Wednesday, July 25, 2012

“Floating” School at Kampong Kleang

Last year, we saw a floating school on Tonle Sap Lake, to cater to the children of the fishermen who live in the floating villages on the lake.  It took us a while to track it down.  It turned out there are three of them, operated by the Catholic Church.  This year, we managed to send one team each to Chong Khnies and Kampong Kleang.  During the raining season, starting from June until perhaps October, the water level in Tonle Sap is very high, and the lake is much bigger.  The floating school at Kampong Kleang is indeed afloat, just like the one at Chong Khnies.

When we got there at the end of May this year, however, the rainy season had barely started.  The water level was very low, and the lake had shrunk tremendously.  The boat was stranded and unreachable.  So the church rented the grounds underneath a house in a village for the lessons.

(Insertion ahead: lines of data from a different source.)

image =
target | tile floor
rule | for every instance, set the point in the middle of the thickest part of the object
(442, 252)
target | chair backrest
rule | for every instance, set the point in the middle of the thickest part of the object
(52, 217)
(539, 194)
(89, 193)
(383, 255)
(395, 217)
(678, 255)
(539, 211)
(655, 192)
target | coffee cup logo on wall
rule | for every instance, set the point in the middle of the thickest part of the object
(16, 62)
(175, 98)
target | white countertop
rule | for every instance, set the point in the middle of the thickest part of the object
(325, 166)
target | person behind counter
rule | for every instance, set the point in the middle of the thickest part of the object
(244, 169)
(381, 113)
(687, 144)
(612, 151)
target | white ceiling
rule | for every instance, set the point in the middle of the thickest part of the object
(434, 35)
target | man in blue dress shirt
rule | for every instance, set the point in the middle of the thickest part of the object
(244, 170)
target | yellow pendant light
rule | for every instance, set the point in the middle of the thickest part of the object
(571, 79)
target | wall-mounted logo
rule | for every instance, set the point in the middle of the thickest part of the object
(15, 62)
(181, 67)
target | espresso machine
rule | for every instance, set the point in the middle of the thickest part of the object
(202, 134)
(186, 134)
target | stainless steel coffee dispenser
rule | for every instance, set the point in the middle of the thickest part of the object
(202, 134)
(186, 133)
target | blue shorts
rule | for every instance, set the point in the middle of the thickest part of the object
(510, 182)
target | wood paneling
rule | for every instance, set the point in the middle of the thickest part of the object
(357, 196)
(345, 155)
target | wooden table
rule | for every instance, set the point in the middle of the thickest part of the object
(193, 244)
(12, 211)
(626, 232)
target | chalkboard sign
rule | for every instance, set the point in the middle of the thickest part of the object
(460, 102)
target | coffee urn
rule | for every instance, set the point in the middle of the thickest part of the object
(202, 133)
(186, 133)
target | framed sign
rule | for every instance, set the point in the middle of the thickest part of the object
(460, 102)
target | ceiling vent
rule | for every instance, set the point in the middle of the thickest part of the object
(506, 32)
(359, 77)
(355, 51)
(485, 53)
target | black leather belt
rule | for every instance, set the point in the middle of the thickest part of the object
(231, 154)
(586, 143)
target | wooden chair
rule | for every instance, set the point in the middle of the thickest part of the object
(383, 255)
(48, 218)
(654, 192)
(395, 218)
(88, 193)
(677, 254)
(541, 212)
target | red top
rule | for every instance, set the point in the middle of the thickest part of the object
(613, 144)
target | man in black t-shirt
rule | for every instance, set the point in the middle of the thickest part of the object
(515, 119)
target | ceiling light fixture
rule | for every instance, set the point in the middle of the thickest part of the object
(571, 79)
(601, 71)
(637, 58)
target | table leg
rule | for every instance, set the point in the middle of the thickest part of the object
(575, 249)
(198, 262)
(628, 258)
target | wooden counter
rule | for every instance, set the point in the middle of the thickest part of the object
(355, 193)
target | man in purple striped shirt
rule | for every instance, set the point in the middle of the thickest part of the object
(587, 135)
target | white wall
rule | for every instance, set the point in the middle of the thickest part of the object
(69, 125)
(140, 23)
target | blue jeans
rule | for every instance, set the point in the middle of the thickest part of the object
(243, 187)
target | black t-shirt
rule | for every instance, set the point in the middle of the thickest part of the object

The houses have to be built on stilts, so that when the high water comes, they can hope to remain above water.  My estimate was that the houses were at least 20 feet above the water at the time.  Even then, the houses are often flooded in the rainy season.

There were normally ~20 kids there for the Khmer language classes.  As soon as the kids around heard that there are visitors, however, suddenly we were flooded with 100 screaming kids.  We had 15 university students from Hong Kong, plus 4 Cambodian college students as translators, and we came prepared, so we were OK, even though it was a bit chaotic at times.

To give them more incentives to stay in school, the church fed them lunch.  It was congee with rice, vegetables and pig’s blood.  It was simple, but it did look appetizing, and the kids loved it.  Some of them even took the leftovers home.

These kids have never seen computers before - they don’t even attend the government schools.  But we were able to engage them with stop-motion animation.  The iPADs are really great.  The kids learnt to use them to take photographs and run the animation program much more quickly compared with notebook computers. There were no electricity.  So we had to rely on batteries.  It was also extremely hot.  The grounds were just dirt and uneven.  There were no toilets.  The environment was challenging, to say the least.  But the students were great.  No one complained.  They all worked hard.  Everyone had a good time. 

We could spend only one day there, effectively only about 4 hours for the lessons.  How much could we have achieved?  Probably not much in terms of knowledge transferred.  But we hope we have shown them that computers can be fun, that computers are not necessarily very difficult to learn, that learning can be fun, and it is worth it to stay in school.  We do what we can.